Barak, İran'a yönelik böyle bir saldırıyı hem ABD Başkanı seçilen Donald Trump hem de İsrail yönetimi için ‘basit bir ikilem’ olarak nitelendirdi ve sıkıntının sadece nükleer tesislere mi saldırılacağı yoksa İran'ın nükleer, ekonomik, petrol ve yönetim sistemini hedef alarak ‘altını oymak ve çökertmek’ mi olduğu sorusu olduğunu söyledi. Barak, “Sadece kısmi bir hedefleme rejimi zayıf tutar. Ancak sağlam kalırsa, İran'ın nükleer silaha erişimini hızlandırma girişimi şeklinde ağır bir bedeli olacaktır” ifadelerini kullandı.
Trump'ın ABD için ‘stratejik geri çekilme’ kavramını desteklediğini, bunun da ABD'nin bitmek bilmeyen savaşlara ve dünyanın öbür ucunda kendisine faydası olmayan çıkarlara dahil olması için bir neden olmadığı anlamına geldiğini belirten Barak, Trump'ın önemli uluslararası meseleleri, bu meselelerin taraflarıyla doğrudan kişisel temas yoluyla ‘anlaşmalar’ yaparak ve bir dizi tartışmalı konuyu kararlı ve hızlı bir şekilde çözerek çözmeye çalıştığına dikkat çekti.
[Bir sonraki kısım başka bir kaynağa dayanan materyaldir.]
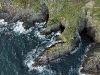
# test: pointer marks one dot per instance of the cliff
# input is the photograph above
(68, 16)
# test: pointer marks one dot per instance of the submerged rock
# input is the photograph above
(53, 28)
(13, 14)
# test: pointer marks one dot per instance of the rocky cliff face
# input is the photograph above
(91, 64)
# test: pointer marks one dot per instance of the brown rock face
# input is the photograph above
(91, 63)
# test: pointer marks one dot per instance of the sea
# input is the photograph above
(20, 47)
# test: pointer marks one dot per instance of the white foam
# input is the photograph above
(58, 33)
(40, 24)
(20, 29)
(2, 22)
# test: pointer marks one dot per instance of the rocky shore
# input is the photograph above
(89, 19)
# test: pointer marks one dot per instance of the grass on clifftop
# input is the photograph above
(68, 10)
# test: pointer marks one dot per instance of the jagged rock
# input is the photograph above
(91, 64)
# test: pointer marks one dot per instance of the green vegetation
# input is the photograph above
(67, 10)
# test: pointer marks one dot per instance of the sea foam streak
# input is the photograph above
(48, 41)
(20, 29)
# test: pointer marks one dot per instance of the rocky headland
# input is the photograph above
(70, 19)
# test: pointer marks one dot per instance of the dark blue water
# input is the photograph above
(17, 47)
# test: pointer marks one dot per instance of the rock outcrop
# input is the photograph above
(91, 63)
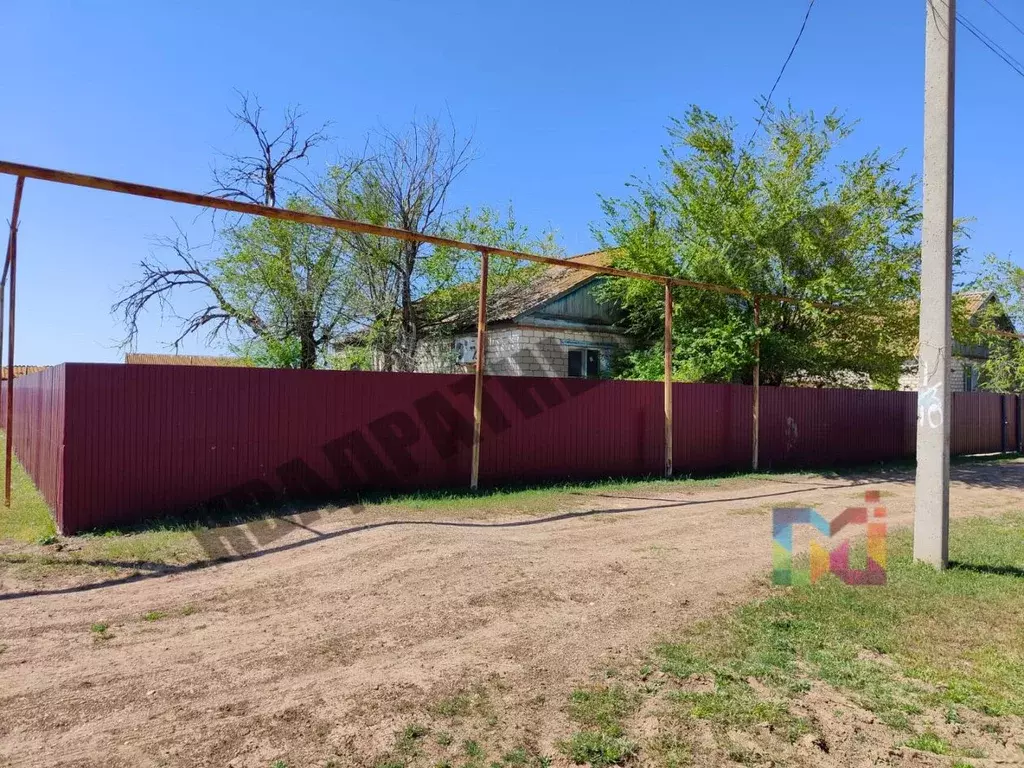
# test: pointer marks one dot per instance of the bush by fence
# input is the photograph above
(113, 444)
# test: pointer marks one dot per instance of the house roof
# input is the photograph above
(974, 300)
(513, 300)
(147, 358)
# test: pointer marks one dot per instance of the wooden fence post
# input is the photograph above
(12, 273)
(481, 357)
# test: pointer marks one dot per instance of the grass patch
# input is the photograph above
(601, 710)
(929, 741)
(927, 641)
(598, 750)
(29, 519)
(923, 623)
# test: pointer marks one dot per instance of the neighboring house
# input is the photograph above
(968, 358)
(145, 358)
(554, 326)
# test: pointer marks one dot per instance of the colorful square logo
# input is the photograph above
(837, 561)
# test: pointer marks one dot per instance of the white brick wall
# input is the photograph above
(908, 381)
(523, 350)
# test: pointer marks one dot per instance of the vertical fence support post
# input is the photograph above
(12, 257)
(756, 448)
(1003, 424)
(1020, 424)
(481, 356)
(668, 379)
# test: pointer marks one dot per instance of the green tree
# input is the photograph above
(782, 216)
(406, 288)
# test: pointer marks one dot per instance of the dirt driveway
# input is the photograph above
(322, 648)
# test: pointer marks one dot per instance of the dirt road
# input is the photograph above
(322, 650)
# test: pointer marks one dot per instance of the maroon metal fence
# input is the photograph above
(40, 417)
(113, 444)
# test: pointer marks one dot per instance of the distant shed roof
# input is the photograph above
(20, 371)
(510, 301)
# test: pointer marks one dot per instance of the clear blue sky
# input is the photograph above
(564, 100)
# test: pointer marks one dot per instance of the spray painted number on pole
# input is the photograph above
(930, 402)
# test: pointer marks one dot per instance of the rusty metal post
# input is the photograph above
(668, 379)
(12, 256)
(757, 384)
(481, 358)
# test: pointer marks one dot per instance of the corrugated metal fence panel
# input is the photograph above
(978, 423)
(112, 444)
(39, 431)
(712, 426)
(146, 439)
(544, 429)
(825, 427)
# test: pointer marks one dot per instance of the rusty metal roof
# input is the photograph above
(146, 358)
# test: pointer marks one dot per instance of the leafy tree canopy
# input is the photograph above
(782, 216)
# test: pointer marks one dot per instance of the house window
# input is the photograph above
(585, 364)
(971, 378)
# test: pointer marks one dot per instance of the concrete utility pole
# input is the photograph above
(931, 519)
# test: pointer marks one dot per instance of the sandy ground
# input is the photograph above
(343, 632)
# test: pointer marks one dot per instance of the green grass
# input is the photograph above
(29, 518)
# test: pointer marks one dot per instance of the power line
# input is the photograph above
(1007, 18)
(764, 110)
(991, 44)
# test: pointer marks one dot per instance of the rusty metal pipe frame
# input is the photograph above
(11, 262)
(756, 437)
(207, 201)
(668, 380)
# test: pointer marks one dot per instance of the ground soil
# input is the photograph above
(342, 633)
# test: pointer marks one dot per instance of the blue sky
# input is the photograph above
(564, 100)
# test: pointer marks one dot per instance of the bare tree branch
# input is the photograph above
(255, 177)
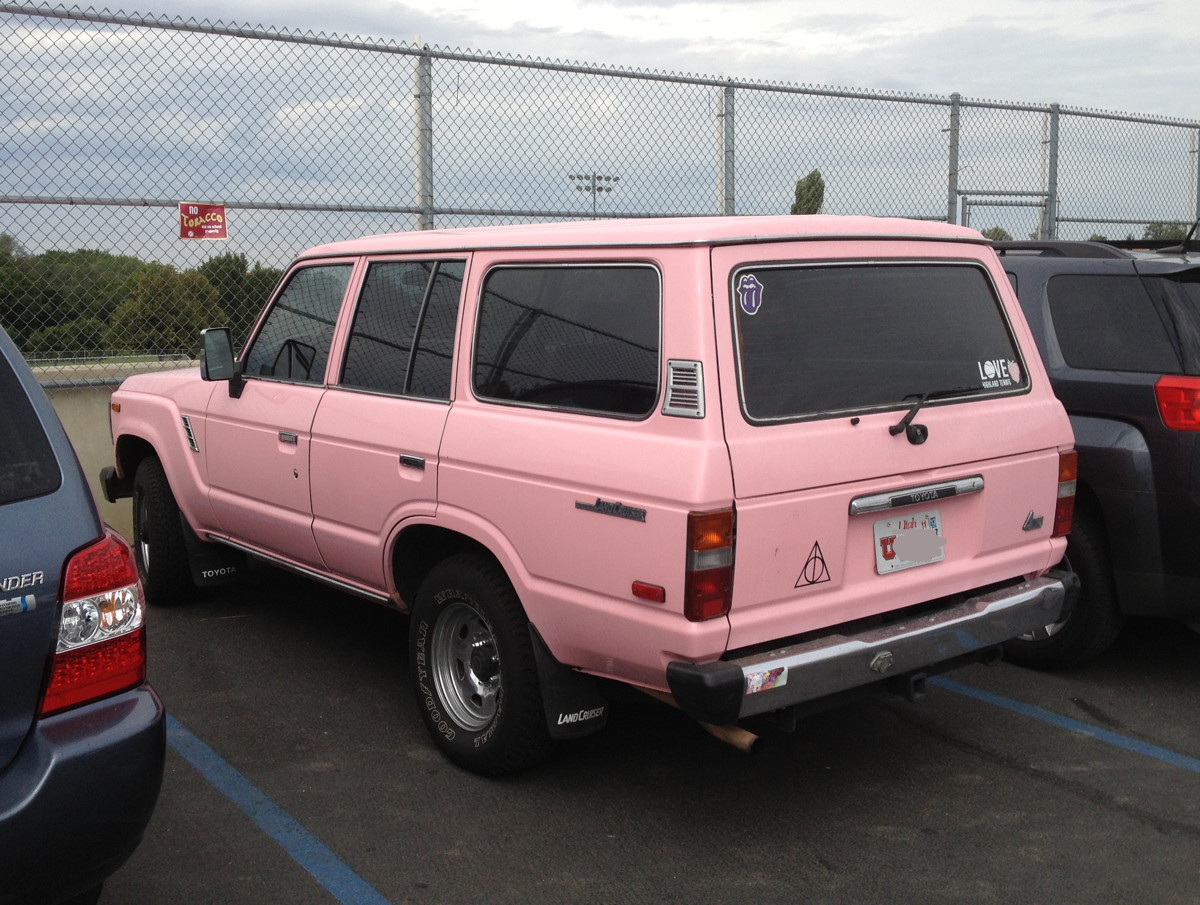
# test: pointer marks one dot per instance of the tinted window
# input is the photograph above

Barak, Trump'ın Rusya ile Ukrayna arasındaki anlaşmazlığı çözmek ve savaşı durdurmak için inisiyatif alacağını, Çin ile Tayvan arasındaki anlaşmazlığı çözeceğini, Washington ile Pekin arasındaki ticaret, gümrük ve teknoloji savaşına rağmen Çin ile güvenlik gerilimini azaltacağını, Ortadoğu'daki savaşı sona erdirmeye çalışacağını, İran ile çatışmayı sona erdireceğini ve iki devletli çözüm yolunda ilerlemek için ‘bulanık’ bir planla İsrail ile Suudi Arabistan arasındaki ilişkileri normalleştireceğini öne sürdü.
Trump'ın bazı konularda İsrail'e taviz verme eğiliminde olacağını ve kendisini ilgilendiren konularda kendi sorumluluğunda hareket etmesi için İsrail'e belirli bir özgürlük tanıyacağını belirten Barak, “Ancak Trump, çıkarları için merkezi olduğunu düşündüğü konularda görüşünü Biden yönetiminden daha açık bir şekilde dikte etmekte ısrar edebilir” dedi. Barak'a göre İran'a yönelik bir saldırı bağlamında bu şu anlama geliyor: “Trump bir saldırıyı başlatmayacak ya da yönetmeyecek. Aksine, Ukrayna'daki savaşı sona erdirmek için Putin'le yapılan anlaşmanın bir parçası da Rusya'nın İran'ı dizginlemesi ve nükleer silaha doğru ilerlemesi için içeriden gelen baskıyı durdurması olabilir. Bazı durumlarda Trump, İran'ı yeni bir nükleer anlaşmaya katılmaya ikna etmek için Putin ve Çin'i kullanmaya çalışabilir.”